And now that I've got my tub, how do I put it in?
http://www.diychatroom.com/f80/any-last-minute-tips-installing-bathtub-66986/

And just how do rerout that old shower drain?

http://www.diychatroom.com/f7/rerouting-shower-drain-bathtub-67404/

Partial rebuild of DVW ststem.

http://www.diychatroom.com/f7/bath-p-trap-related-tee-stack-vent-67895/

Oops!

http://www.diychatroom.com/f7/used-wrong-type-pipe-thread-compound-68373/

I'm an old dog trying to learn new tricks. It's a process.


----------



## Jim F

Very close to the end. You would not believe the stuff that comes up to get in the way of finishing this thing. 
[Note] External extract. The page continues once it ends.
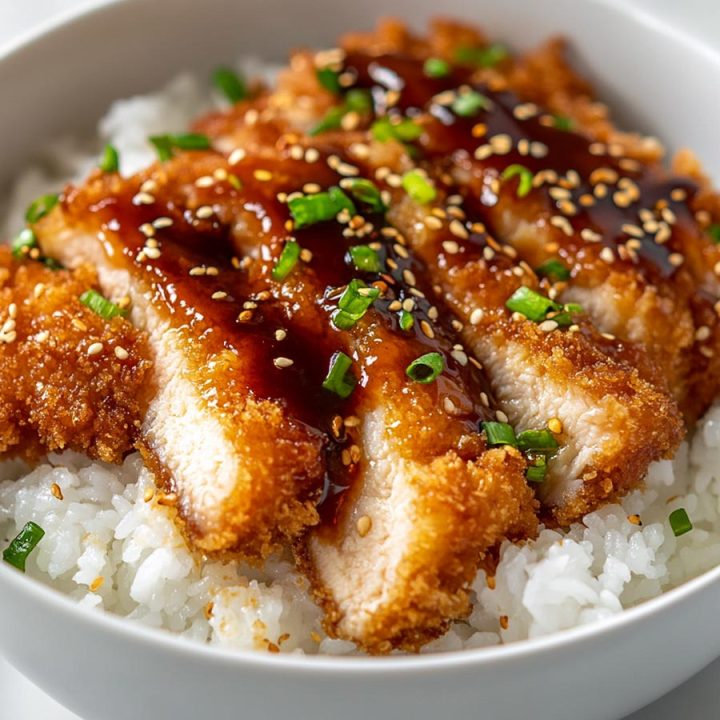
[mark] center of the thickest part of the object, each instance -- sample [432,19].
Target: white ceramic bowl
[104,668]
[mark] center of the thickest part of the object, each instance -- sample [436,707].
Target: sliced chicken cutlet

Got the tub in the alcove and the drain dry fitted together. My son and I rolled out of the garage, down the driveway up the lawn, in the front door using plywood sheets as we went. The two of us could lift it where we need to. 

Got the four feet on metal shims as recommended. It is level for the most part, just need to get one more shim under the front left foot to take a little wobble out of it. Got the backrail behind it at the right level. 

Looks like I may need to fur out the wall opposite the drain about 1/4 to 1/2 inch. Weighing the pros and cons to green board vs durock vs densshield behind the PVC surround. Really leaning toward the densshield. I know a bead of caulk will seal out the water but also know that caulk fails eventually. 

There also doesn't seem to be any practical way to secure it in place other than it's own 317 lbs and the underlayment against the apron. 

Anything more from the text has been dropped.